Parsing large XML to dataframe in R

问题

I have large XML files that I want to turn into dataframes for further processing within R and other programs. This is all being done in macOS.

Each monthly XML is around 1gb large, has 150k records and 191 different variables. In the end I might not need the full 191 variables but I'd like to keep them and decide later.

The XML files can be accessed here (scroll to the bottom for the monthly zips, when uncompressed one should look at "dming" XMLs)

I've made some progress but processing for larger files takes too long (see below)

The XML looks like this:

<ROOT>
 <ROWSET_DUASDIA>
  <ROW_DUASDIA NUM="1">
   <variable1>value</variable1>
   ...
   <variable191>value</variable191>
  </ROW_DUASDIA>
  ...
  <ROW_DUASDIA NUM="150236">
   <variable1>value</variable1>
   ...
   <variable191>value</variable191>
  </ROW_DUASDIA>
 </ROWSET_DUASDIA>
</ROOT>

I hope that's clear enough. This is my first time working with an XML.

I've looked at many answers here and in fact managed to get the data into a dataframe using a smaller sample (using a daily XML instead of the monthly ones) and xml2. Here's what I did

library(xml2) 

raw <- read_xml(filename)

# Find all records
dua <- xml_find_all(raw,"//ROW_DUASDIA")

# Create empty dataframe
dualen <- length(dua)
varlen <- length(xml_children(dua[[1]]))
df <- data.frame(matrix(NA,nrow=dualen,ncol=varlen))

# For loop to enter the data for each record in each row
for (j in 1:dualen) {
  df[j, ] <- xml_text(xml_children(dua[[j]]),trim=TRUE)
}

# Name columns
colnames(df) <- c(names(as_list(dua[[1]])))

I imagine that's fairly rudimentary but I'm also pretty new to R.

Anyway, this works fine with daily data (4-5k records), but it's probably too inefficient for 150k records, and in fact I waited a couple hours and it hadn't finished. Granted, I would only need to run this code once a month but I would like to improve it nonetheless.

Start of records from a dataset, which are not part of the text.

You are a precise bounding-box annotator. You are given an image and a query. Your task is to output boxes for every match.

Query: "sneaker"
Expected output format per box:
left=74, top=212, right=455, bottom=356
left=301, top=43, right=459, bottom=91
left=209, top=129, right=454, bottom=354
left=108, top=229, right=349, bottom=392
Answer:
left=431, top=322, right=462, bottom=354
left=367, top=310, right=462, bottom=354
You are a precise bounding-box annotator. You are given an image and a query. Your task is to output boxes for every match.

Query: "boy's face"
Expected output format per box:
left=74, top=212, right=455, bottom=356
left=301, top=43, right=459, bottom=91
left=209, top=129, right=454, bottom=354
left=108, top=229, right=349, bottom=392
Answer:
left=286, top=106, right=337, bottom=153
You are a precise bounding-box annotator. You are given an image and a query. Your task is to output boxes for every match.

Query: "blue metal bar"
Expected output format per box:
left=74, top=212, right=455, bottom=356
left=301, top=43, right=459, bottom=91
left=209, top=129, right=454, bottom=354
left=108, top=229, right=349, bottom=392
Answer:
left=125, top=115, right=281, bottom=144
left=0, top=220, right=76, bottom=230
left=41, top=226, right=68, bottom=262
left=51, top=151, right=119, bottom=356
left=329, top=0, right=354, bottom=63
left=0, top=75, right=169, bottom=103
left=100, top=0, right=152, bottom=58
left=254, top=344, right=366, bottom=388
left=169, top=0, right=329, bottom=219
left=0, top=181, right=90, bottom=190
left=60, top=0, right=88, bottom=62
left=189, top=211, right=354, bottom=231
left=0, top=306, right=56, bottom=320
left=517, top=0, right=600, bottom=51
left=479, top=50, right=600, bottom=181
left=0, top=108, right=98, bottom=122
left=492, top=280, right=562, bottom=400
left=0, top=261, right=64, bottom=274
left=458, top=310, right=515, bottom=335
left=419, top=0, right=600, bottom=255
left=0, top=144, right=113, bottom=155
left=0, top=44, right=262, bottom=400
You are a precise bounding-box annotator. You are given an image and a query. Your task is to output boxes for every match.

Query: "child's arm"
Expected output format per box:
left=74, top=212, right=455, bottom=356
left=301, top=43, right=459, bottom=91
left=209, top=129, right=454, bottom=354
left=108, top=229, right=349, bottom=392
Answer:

I tried to turn the elements for all records into a list using the as_list function within xml2 so I could continue with plyr, but this also took too long.

Thanks in advance.

回答1:

While there is no guarantee of better performance on larger XML files, the ("old school") XML package maintains a compact data frame handler, xmlToDataFrame, for flat XML files like yours. Any missing nodes available in other siblings result in NA for corresponding fields.

library(XML)

doc <- xmlParse("/path/to/file.xml")
df <- xmlToDataFrame(doc, nodes=getNodeSet(doc, "//ROW_DUASDIA"))

---

You can even conceivably download the daily zips, unzip need XML, and parse it into data frame should the large monthly XMLs pose memory challenges. As example, below extracts December 2018 daily data into a list of data frames to be row binded at end. Process even adds a DDate field. Method is wrapped in a tryCatch due to missing days in sequence or other URL or zip issues.

dec_urls <- paste0(1201:1231)
temp_zip <- "/path/to/temp.zip"
xml_folder <- "/path/to/xml/folder"

xml_process <- function(dt) {      
  tryCatch({
    # DOWNLOAD ZIP TO URL
    url <- paste0("ftp://ftp.aduanas.gub.uy/DUA%20Diarios%20XML/2018/dd2018", dt,".zip")
    file <- paste0(xml_folder, "/dding2018", dt, ".xml")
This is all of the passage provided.